Kolumbien
Menschenrechte 2016

Kolumbianer*innen demonstrieren auf den Straßen ihren Wunsch nach Frieden


(Caracas, 13. Oktober 2016, telesur).- Die Straßen haben sich in einen Schauplatz für die Sehnsucht der Kolumbianer*innen nach Frieden verwandelt. Das zeigte sich in den Tagen nach dem Plebiszit, als Indigene, Kleinbäuerinnen und Kleinbauern, soziale Gruppen und Studierende auf die Straßen von Bogotá zogen.

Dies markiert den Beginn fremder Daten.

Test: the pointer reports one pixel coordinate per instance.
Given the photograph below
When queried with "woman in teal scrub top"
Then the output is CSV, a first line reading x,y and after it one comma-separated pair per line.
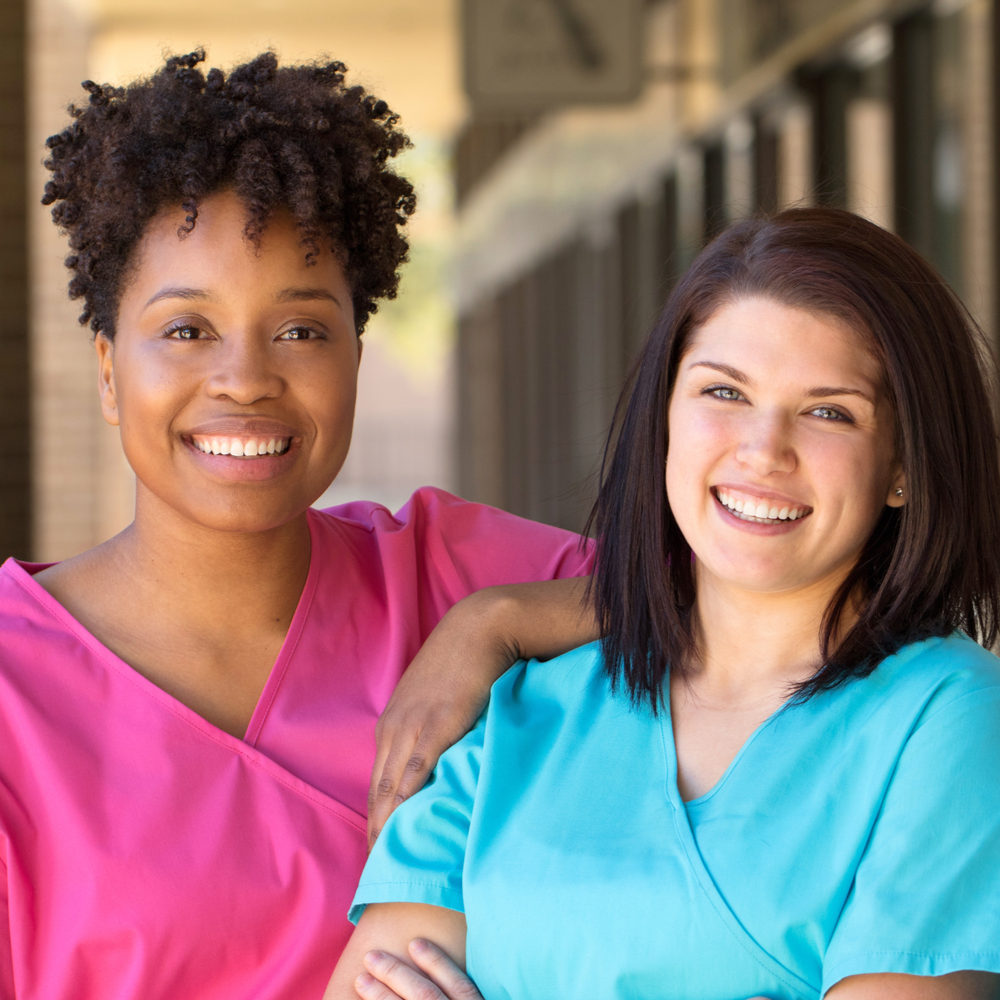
x,y
777,774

In der „Marcha de las Flores“ (Demonstrationszug der Blumen) forderten sie die Einsetzung des Friedensabkommens.

„Der Frieden hat bereits Wurzeln geschlagen“

Nach Bekanntwerden der Ergebnisse des Plebiszits am 2. Oktober gingen die Bürger*innen auf die Straßen, um für den Frieden einzustehen. Die kollektiven Mobilisierungen sind zu einem Druckmittel geworden um zu verhindern, dass der Krieg weiter geht.

Seit dem 6. Oktober sind Zehntausende Einwohner*innen sowohl in 14 Städten Kolumbiens als auch in anderen Ländern auf die Straße gegangen. Die sozialen Mobilisierungen zur Verteidigung des Friedens reißen nicht ab und es bilden sich immer wieder spontane Gruppierungen von Bürger*innen, die ihren Wunsch nach Frieden auf die Straße tragen.

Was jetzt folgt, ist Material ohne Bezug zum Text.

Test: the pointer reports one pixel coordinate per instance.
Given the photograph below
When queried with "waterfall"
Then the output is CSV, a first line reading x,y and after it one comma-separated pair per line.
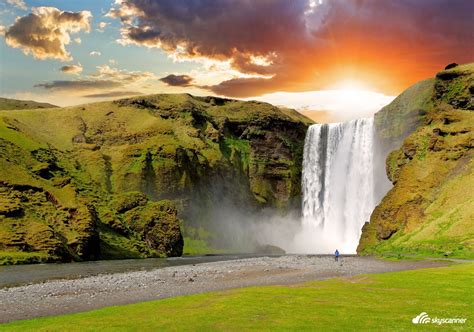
x,y
337,185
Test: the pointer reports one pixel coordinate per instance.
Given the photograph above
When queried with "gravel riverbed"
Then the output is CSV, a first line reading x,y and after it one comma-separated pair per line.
x,y
67,296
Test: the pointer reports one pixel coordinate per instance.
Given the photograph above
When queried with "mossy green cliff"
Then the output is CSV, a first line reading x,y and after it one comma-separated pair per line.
x,y
125,178
430,209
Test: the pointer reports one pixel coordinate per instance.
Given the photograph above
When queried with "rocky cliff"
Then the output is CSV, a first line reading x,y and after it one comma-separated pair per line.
x,y
430,209
129,178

Iván Cepeda von der linksgerichteten Partei Polo Democrático interpretiert dies so: „Der Friede hat bereits Wurzeln in der Gesellschaft geschlagen, so dass die Leute nicht mehr bereit dazu sind, diese Gelegenheit verstreichen zu lassen.“

Obwohl durchaus auch in Kolumbien soziale Mobilisierungen als Druckmittel für große politische und soziale Transformationen genutzt wurden (wie bereits bei der Verfassungsänderung 1991), nehmen die kollektiven Demonstrationen für den Frieden dieses Mal jeden Tag zu und sie sprechen alle gesellschaftlichen Schichten an.
Der große „Schweigemarsch“ am 6. Oktober, angeführt von Studierenden, verwandelte die zentrale Achse Bogotás, die Carrera 7a, in ein Menschenmeer, das sich später auf dem Plaza de Bolívar ergoss. Auf dem Hauptplatz Bogotás wurde für den Frieden ein Lichtermeer aus Fackeln und Kerzen entzündet. Ein Ereignis, das sich wiederholen könnte.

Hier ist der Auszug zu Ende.